Bitcoin has effectively lost support from two major sources of buying pressure.
While heavy redemptions from spot ETFs are widely cited as a key driver of the recent decline, less attention has been paid to the sharp slowdown in purchases from digital asset treasury (DAT) firms—companies that accumulate Bitcoin as part of their corporate balance sheet strategy.
Analysts at Glassnode note that as Bitcoin fell from the mid-$70,000 range toward $60,000, net inflows from corporate treasury buyers dropped sharply. Daily accumulation has slowed to a fraction of the levels seen in recent months.
Although these firms remain net buyers overall, the pullback suggests growing caution within the cohort, removing an important marginal source of demand at a time when broader sentiment is already fragile.
On-chain data shows that DAT inflows have largely dried up this month, marking a steep reversal from April and May, when several sessions recorded more than $500 million in daily corporate buying.
This collapse in demand helps explain the rapid slide from around $74,000 to below $60,000 last week.
Some market observers have also pointed to activity from Strategy, the largest publicly listed corporate Bitcoin holder, after it disclosed the sale of 32 BTC in late May.
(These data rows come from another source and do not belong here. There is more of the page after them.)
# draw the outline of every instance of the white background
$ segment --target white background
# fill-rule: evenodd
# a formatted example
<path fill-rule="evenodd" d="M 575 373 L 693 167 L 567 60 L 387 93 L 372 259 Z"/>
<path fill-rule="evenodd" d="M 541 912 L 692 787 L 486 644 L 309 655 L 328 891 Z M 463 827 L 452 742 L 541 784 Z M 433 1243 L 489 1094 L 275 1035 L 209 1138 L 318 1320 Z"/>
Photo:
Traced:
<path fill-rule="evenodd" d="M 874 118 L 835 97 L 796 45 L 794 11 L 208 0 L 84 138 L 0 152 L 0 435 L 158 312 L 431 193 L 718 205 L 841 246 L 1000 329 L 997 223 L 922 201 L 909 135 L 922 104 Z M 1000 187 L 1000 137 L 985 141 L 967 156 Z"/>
Although the firm later returned to the market with roughly $100 million in new purchases during the downturn, it was not enough to prevent further price weakness.
At the time of writing, Bitcoin was trading near $62,500.
At the same time, U.S.-listed spot Bitcoin ETFs continue to exert pressure on the market. The 11 funds recorded $213.85 million in net outflows on Wednesday alone, according to SoSoValue, extending a broader trend of persistent redemptions. Since the second week of May, total outflows have exceeded $5.72 billion, limiting the market’s ability to mount a sustained recovery.